Annika: I think this has to do with the learning curve too. People need to understand how people will actually interact with wearables, and the people buying the wearables need to understand what benefit they’re actually getting from them.
I think I’m already starting to see a shift in the overall aesthetic of wearables. There’s a boundary; at least for me, I want my wearables both to provide value and to be something I would actually choose to wear from a personal fashion perspective.
I’ve started to see more opportunities for pre-orders for things like Ringly, which is a pretty cute ring that has a chip in it that provides feedback to a mobile app. It will vibrate once when you get a text message, or it will vibrate twice when you get a call. There are other jewelry-shaped wearables that don’t look like technology, but you can use them to send out a panic call or get your text messages.

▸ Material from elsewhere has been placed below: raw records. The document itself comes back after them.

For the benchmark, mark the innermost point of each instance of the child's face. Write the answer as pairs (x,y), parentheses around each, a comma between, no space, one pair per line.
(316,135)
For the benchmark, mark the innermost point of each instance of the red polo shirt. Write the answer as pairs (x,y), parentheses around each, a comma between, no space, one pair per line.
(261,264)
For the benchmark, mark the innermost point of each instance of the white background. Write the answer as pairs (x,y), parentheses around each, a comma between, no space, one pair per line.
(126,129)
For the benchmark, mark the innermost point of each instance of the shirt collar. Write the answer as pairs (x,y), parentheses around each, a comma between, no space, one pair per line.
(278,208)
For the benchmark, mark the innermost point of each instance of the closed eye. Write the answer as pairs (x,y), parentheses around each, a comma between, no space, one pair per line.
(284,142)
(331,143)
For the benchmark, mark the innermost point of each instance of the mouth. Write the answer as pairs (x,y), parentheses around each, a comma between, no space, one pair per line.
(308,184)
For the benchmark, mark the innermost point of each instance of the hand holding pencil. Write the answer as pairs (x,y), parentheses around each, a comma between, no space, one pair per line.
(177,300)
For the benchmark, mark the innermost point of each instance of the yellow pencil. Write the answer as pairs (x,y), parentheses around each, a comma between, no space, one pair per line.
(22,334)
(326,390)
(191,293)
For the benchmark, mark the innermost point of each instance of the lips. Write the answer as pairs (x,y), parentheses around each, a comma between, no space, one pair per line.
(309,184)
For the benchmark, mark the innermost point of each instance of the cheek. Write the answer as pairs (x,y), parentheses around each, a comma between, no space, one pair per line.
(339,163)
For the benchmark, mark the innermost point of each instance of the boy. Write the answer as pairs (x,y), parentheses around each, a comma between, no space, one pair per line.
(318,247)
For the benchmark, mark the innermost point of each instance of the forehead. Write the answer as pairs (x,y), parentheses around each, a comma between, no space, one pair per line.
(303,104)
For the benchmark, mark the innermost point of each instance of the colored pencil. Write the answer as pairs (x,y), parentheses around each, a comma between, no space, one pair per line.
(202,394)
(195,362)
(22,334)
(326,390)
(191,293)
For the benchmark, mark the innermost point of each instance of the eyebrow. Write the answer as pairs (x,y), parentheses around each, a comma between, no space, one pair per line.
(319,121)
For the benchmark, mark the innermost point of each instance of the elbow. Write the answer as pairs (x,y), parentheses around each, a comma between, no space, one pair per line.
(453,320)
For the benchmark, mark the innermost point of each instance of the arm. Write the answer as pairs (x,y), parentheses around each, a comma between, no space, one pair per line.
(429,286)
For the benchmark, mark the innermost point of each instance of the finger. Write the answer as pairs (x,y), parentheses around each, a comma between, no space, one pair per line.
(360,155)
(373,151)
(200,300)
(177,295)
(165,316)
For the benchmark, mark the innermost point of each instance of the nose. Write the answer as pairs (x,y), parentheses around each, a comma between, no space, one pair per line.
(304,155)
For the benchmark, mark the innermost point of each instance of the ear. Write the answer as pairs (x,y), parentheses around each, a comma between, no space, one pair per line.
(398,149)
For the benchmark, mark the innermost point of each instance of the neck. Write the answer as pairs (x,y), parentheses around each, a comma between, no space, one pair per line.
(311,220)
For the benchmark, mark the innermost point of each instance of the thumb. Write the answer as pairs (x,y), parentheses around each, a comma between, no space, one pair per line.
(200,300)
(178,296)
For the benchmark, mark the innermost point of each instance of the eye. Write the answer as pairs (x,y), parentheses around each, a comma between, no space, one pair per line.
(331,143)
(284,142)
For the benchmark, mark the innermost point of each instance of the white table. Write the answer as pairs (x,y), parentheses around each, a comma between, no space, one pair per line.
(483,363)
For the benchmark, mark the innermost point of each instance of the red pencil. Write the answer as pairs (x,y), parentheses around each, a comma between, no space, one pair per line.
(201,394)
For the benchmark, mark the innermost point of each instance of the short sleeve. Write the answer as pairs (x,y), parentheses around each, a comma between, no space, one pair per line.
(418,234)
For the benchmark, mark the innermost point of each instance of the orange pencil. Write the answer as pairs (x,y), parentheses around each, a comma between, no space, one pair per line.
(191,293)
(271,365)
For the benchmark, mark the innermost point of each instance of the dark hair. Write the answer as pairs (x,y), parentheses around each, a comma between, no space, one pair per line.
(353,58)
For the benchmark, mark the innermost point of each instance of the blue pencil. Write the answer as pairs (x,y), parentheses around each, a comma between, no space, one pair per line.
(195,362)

There’s tension between providing value for people who are accepting of tech, and want it regardless of the overall aesthetic of the device, and trying to push further to reach people who don’t really care about it so much but could get value from it if they accepted it as part of their life – like the people who would never have worn a Fitbit because the Fitbit didn’t look the way they wanted.
Kyle: Oftentimes, these wearable devices are targeting those who have money and the means and who are curious about their data. Wearables aren’t actually expanding outside this market.
However, once you can start to impact people who don’t have the means, aren’t tech-savvy, or maybe don’t even have a smartphone, then you can start to extend and push the boundaries.
Annika: Most people don’t even download a new app every month. If you look at the average number of applications downloaded on a person’s smartphone each month, it’s most often zero. I’m curious to see how people break through that barrier when it comes to wearables.